衆院選「各党のネット戦略」詳細分析で見えたこと 今後は政党間格差が広がってしまう懸念もある
選挙やリーダーのあり方をめぐって「発信力」という言葉を聞く機会が増えた。2021年9月の自民党総裁選では菅義偉元首相の発信力不足の克服が課題として浮上。河野太郎、岸田文雄、高市早苗、野田聖子の4人の候補者は全員が活発にSNSで発信した。翌月行われた衆院選ではコロナ感染防止対策もありSNSによる発信が重視された。ただ、発信力は注目されるものの、発信量やフォロワー数が多い候補者が当選するとは限らない。
デジタル化やコロナ禍の影響を受けてネット上での広報戦略が注目されているが、先般の衆院選ではどのような傾向が見られたのだろうか。本稿ではこれまでの広報戦略の経緯を振り返ったうえで、今回の選挙における政党の動きを概観し、今後の展望を描きたい。
選挙が終わるたびに「SNSは票に結びつかない」
選挙におけるメディア戦略の重要性は1990年代から指摘されていた。2000年代には小泉純一郎元首相によるワンフレーズポリティクスや小泉劇場、さらにはPR会社なども活用したデータに基づく広報戦略といったものが注目を集めた。
2009年と2012年の政権交代でもマスメディアを舞台とした広報戦略が勝利に貢献したと語られてきた。そして2013年にはネット選挙が解禁された。
以降、選挙のたびにSNSが注目され、各政党や候補者のネット戦略は少しずつ高度化した。
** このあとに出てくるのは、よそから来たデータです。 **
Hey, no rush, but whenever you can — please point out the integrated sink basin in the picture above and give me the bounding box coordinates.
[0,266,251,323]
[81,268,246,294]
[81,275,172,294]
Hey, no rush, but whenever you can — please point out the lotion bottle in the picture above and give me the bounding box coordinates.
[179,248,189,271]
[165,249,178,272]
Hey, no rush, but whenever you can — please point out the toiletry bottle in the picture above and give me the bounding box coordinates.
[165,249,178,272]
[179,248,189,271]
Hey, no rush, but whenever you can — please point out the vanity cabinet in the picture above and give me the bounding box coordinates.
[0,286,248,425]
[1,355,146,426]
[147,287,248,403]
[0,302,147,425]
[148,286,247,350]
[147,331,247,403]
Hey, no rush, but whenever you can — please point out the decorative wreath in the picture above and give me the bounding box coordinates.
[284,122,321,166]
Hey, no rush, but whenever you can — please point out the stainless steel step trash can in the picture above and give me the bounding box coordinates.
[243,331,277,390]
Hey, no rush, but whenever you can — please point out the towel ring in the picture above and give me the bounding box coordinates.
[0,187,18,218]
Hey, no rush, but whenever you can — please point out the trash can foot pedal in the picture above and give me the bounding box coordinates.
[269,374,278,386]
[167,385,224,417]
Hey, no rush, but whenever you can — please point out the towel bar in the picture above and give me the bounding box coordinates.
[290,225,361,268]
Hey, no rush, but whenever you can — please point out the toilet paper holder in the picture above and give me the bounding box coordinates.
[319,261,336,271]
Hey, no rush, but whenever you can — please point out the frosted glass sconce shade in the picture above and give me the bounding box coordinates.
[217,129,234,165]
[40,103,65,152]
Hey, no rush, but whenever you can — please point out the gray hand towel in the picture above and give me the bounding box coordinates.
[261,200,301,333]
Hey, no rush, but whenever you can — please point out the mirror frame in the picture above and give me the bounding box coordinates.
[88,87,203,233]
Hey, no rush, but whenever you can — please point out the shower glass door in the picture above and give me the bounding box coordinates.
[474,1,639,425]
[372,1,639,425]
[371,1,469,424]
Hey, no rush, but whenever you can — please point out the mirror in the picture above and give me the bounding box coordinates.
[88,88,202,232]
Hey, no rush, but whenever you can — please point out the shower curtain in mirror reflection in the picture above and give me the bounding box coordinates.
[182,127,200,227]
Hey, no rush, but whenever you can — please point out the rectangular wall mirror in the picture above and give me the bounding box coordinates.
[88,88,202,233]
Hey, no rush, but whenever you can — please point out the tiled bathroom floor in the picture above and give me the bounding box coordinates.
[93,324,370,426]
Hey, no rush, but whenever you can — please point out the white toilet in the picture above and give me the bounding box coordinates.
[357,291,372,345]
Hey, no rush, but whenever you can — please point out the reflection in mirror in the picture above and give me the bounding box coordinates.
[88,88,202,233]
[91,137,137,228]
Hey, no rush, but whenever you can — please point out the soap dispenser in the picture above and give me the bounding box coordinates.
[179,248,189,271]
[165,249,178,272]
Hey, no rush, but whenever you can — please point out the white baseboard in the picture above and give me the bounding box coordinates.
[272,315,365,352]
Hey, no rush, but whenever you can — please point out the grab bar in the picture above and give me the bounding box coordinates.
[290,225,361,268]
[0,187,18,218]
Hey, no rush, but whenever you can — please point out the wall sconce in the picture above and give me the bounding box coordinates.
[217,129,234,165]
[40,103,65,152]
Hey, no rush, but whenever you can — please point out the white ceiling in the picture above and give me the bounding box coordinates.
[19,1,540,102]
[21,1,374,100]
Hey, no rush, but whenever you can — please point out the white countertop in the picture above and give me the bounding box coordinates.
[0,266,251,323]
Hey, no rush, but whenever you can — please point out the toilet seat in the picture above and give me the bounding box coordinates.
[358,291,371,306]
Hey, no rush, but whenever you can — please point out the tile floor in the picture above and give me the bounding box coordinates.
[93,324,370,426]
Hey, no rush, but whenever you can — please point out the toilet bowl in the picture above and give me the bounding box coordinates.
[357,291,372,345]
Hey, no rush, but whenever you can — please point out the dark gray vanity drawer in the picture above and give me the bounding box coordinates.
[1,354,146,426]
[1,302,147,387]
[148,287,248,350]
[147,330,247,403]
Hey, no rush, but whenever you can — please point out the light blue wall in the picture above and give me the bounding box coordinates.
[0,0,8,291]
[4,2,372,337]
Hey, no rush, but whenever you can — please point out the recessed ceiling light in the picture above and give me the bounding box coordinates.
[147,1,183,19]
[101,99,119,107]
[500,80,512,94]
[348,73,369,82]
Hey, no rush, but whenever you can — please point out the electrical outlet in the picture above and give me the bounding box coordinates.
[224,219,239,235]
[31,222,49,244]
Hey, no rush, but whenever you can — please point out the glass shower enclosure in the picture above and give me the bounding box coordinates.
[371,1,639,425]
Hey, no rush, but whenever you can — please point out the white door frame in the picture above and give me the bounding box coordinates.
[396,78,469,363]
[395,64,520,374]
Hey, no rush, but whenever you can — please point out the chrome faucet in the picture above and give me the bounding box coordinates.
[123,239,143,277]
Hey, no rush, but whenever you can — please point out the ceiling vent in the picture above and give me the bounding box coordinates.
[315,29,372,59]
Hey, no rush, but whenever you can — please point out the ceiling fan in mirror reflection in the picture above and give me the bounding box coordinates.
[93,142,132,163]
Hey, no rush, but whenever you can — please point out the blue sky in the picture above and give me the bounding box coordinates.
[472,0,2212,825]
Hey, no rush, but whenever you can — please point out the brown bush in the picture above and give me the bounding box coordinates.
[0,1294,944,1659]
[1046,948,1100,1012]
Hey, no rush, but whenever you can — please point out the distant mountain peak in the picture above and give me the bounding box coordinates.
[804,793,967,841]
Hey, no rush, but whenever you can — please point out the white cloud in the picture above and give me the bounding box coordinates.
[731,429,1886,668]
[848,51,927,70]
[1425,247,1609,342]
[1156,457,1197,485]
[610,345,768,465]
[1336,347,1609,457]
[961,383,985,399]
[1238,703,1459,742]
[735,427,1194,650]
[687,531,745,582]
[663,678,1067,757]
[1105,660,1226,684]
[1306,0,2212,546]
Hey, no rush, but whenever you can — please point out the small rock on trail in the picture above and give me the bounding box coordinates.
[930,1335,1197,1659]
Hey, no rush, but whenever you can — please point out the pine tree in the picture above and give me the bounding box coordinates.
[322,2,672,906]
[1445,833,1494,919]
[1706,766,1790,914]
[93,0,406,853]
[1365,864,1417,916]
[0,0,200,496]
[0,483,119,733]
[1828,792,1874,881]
ネット選挙ではウェブサイトの構築や各種SNSに適したコミュニケーションを展開するため外部の制作会社やコンサルタントを雇うことが増え、他の候補者に負けじと、より優れたサービスを利用する圧力も生じた。
ただ、選挙が終わるたびに「SNSは票に結びつかなかった」という政治家の落胆の声が報じられた。票という成果に結びつかない問題は候補者にとって悩みのタネであり続けている。